В Монреале во время одного из представлений оркестр играл без подготовки безнадежно плохо. Да и в целом «Фея кукол» прошла в тот вечер плохо. С самого начала все ощущали, будто что-то не так; мне казалось, что мы, четыре буффона, танцевали неправильно, а когда началось pas de deux принцессы Авроры и принца Дезире, положение не улучшилось.
Интересно, заметила ли публика? Нас в тот вечер как будто сглазили.
Наверное, это фиаско заставило Пиановского назначить репетицию на половину одиннадцатого утра в воскресенье, весьма непопулярный поступок. Никто не пришел раньше одиннадцати, а поляки вообще не явились. Я пришел в ярость, когда после трепака мне заявили, будто я сбился с темпа, тогда как я точно знал, что только я исполнил его правильно. Но конечно, если танцуют несколько поляков и один англичанин, легче всего обвинить англичанина. Вскоре я привык к такому отношению и счел его вполне естественным, но сначала меня это задевало. И я очень переживал бы, если бы не хорошие новости, которые принесла на хвосте сорока: мадам довольна моей работой, и я понравился ей в трепаке, за который мне досталось; так что жить стоило.
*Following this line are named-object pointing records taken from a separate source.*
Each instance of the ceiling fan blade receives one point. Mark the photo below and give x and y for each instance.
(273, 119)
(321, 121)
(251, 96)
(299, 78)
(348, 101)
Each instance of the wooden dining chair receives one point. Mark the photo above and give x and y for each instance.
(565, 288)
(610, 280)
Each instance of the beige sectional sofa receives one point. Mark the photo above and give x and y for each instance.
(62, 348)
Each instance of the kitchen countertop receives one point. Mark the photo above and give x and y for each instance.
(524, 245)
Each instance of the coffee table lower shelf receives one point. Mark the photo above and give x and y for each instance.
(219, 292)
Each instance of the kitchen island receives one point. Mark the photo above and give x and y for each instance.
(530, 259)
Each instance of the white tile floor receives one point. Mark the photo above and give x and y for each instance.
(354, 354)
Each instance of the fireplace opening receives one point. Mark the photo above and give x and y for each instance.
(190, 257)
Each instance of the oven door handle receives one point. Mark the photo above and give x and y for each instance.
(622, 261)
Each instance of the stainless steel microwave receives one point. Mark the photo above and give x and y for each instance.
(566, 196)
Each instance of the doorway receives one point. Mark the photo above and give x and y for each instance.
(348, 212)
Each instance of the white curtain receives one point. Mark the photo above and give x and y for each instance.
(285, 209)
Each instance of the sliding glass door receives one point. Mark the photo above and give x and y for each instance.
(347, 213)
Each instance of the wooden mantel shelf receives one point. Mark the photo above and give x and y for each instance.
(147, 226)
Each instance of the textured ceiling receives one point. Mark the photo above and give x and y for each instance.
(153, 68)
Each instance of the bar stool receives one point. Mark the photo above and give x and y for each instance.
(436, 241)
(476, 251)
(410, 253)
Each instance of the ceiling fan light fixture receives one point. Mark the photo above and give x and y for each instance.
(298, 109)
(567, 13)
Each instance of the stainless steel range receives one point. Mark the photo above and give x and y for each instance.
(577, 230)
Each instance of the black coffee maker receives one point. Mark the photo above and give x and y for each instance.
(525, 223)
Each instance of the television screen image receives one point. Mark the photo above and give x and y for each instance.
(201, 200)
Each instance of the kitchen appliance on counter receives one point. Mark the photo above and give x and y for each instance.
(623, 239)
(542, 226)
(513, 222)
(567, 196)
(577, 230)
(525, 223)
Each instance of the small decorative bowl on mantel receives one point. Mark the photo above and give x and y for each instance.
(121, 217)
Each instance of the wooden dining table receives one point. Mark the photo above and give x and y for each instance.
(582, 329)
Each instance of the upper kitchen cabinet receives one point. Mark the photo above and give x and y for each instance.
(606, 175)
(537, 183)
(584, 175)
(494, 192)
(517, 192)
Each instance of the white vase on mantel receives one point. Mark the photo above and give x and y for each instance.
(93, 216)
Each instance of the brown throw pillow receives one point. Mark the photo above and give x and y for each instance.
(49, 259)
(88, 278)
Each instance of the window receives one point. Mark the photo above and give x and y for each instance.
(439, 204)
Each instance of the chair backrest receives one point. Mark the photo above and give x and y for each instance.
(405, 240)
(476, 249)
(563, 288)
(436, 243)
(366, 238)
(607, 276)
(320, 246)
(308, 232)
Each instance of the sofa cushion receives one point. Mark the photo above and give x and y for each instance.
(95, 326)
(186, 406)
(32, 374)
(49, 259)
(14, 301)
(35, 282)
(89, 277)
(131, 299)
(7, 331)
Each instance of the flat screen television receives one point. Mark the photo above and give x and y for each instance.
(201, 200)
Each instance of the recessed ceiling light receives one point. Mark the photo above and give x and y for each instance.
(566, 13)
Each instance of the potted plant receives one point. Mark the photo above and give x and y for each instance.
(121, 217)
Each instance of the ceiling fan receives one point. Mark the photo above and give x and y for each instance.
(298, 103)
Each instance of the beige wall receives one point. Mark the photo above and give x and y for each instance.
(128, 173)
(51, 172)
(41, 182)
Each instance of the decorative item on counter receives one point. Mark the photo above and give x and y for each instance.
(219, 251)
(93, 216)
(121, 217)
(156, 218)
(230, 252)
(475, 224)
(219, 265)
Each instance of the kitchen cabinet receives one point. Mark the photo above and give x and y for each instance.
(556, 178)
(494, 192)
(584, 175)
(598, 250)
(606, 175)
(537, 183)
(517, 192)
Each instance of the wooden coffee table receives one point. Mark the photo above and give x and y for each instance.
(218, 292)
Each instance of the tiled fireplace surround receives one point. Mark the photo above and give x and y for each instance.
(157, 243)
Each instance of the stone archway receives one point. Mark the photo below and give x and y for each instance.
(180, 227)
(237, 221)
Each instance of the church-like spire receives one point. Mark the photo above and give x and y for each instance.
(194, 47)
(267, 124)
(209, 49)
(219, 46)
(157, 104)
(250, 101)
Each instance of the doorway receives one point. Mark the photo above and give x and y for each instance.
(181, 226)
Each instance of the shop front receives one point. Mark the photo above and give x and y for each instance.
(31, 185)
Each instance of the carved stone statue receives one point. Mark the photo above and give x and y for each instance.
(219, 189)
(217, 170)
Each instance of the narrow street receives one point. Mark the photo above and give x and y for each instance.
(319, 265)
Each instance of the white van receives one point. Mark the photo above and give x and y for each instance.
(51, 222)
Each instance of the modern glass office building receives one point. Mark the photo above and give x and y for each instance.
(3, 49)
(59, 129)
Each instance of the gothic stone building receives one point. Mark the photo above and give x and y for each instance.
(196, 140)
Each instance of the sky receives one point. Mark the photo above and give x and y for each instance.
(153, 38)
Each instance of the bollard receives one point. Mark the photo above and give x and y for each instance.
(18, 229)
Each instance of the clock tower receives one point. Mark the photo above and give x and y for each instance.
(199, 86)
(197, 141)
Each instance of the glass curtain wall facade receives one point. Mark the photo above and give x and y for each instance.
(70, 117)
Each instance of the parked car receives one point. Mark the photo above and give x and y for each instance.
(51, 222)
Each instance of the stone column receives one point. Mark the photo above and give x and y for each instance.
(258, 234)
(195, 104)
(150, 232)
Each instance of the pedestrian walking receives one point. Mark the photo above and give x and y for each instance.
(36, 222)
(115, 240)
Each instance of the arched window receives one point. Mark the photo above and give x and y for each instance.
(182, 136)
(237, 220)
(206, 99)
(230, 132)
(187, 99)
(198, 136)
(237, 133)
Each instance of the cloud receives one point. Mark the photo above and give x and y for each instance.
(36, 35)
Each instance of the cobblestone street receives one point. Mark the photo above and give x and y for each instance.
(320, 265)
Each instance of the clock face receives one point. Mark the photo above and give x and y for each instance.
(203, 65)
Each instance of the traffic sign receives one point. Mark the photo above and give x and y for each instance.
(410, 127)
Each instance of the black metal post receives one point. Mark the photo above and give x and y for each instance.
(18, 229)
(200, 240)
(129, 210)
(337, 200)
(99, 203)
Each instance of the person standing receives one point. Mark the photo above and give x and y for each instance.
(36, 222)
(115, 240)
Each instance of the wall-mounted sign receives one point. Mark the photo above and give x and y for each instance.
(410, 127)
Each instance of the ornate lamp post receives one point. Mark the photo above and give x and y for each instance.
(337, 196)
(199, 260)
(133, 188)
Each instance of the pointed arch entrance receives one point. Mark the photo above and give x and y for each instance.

Как-то в воскресенье днем мы все отправились на прогулку в университетский парк Макджил, и мадам попросила у меня трость, чтобы легче было подняться на холм. Я был очень горд, впоследствии прикасался к этой трости с благоговением и думал о том, как будет гордиться мой брат – ведь трость принадлежала ему.
Мое первое знакомство с Соединенными Штатами состоялось в Портленде, штат Мэн. И это было плохо. Я даже написал домой, что склонен с благодарностью отнестись к Георгу III за то, что он не отменил налог на чай. Мне по-прежнему казалось, будто все имеют дурные манеры, но теперь я убежден, что заметил это только потому, что находился в окружении педантичных поляков. Как и большинство участников кордебалета, я почти не видел города – ресторан, почта, станция, иногда «Вулворт»[20], так что с моей стороны было в высшей степени необоснованно судить об американском характере, не зная людей.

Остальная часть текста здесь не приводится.